If this is the case, how do we reconcile the existing notion of firewalls, which represent a Chinese Wall-like boundary that shouldn't be crossed? In today's business environment, how do we distinguish between "inside" and "outside"?

Is the new car design team that's scattered across the globe and comprises representatives from several different organizations inside, or outside? Is the team of lawyers, accountants and business strategists working on your next merger inside, or outside? Is the team of public relations, advertising and creative design professionals working on your next product launch inside, or outside? Is the contract manufacturer who is building your entire product in conjunction with your engineering team inside, or outside?

As with all other boundaries, tunnels have been dug to subvert the firewall. These tunnels take the form of laptops, Palm Pilots, portable memory cards, unencrypted email, and public file-sharing Web sites. Few in business complain about these "tunnels" today; we've all gotten used to working around the boundaries, in the interest of "just getting something done!" (Former CIA Director John Deutch comes to mind.)

Time to rethink the issue
Of course, all of this activity defeats the original purpose of the firewall--to protect a company's assets from unwanted intruders.

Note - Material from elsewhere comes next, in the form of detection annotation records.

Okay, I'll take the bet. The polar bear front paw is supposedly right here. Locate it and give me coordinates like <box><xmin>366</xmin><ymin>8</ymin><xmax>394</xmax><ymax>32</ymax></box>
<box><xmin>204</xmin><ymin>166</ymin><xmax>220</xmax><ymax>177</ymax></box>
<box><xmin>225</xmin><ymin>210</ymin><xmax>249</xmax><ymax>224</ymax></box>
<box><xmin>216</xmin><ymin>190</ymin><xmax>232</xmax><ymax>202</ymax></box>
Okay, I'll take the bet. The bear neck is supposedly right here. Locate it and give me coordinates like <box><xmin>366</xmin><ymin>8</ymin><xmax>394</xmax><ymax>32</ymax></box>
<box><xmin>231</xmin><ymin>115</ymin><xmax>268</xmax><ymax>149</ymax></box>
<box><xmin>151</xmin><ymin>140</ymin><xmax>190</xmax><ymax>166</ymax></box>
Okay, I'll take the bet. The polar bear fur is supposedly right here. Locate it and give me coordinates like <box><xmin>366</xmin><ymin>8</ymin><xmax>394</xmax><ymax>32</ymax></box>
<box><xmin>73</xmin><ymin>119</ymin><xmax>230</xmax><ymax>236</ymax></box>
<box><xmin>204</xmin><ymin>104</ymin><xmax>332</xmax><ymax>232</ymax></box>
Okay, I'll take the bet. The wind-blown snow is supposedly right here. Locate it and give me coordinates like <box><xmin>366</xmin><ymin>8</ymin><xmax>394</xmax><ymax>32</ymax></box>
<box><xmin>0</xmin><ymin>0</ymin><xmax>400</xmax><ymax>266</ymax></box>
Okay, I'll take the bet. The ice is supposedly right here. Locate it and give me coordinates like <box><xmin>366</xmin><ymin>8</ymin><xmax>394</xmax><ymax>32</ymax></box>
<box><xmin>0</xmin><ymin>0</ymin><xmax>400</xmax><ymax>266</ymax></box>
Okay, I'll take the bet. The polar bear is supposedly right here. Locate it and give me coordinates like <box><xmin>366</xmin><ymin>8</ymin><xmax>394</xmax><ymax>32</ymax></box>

I'm not suggesting that firewalls, proxy servers and VPNs aren't necessary. Of course they are. But what is their proper place in an environment where victory is attained by nimble, agile organizations which respond effectively to opportunity by creating teams whose members know no boundaries?

Perhaps it's time for information technology professionals to revisit the notion of security as something done at the lower levels of the ISO stack. Perhaps it's time to augment these existing network-level security solutions with secure applications that allow workgroups to form quickly, work securely, and integrate intelligently with existing business systems.

Perhaps it's even time to introduce yet another acronym into our lexicon--VPNAP, or virtual private network application platform: a platform that enables applications to be extended securely yet transparently to people inside, outside, and across firewall boundaries.

If information technology professionals are to fulfill their mission of helping their organizations attain their business objectives while simultaneously protecting their intellectual property and information assets, then our notion of security must rise to another level. Systems must match the way we actually need to work, with whom we need to work, and they must be end-to-end secure. We must focus more on securely connecting groups of people, not just computers. Otherwise, our external interactions will be compromised, and we'll continue "tunneling" our way around boundaries--rationalizing our actions in the interest of "just getting something done!"

Ray Ozzie is founder and CEO of Groove Networks, a Beverly, Mass.-based company developing peer-to-peer and peer-to-Web software solutions that provide businesses secure, online working relationships with key suppliers, partners and customers.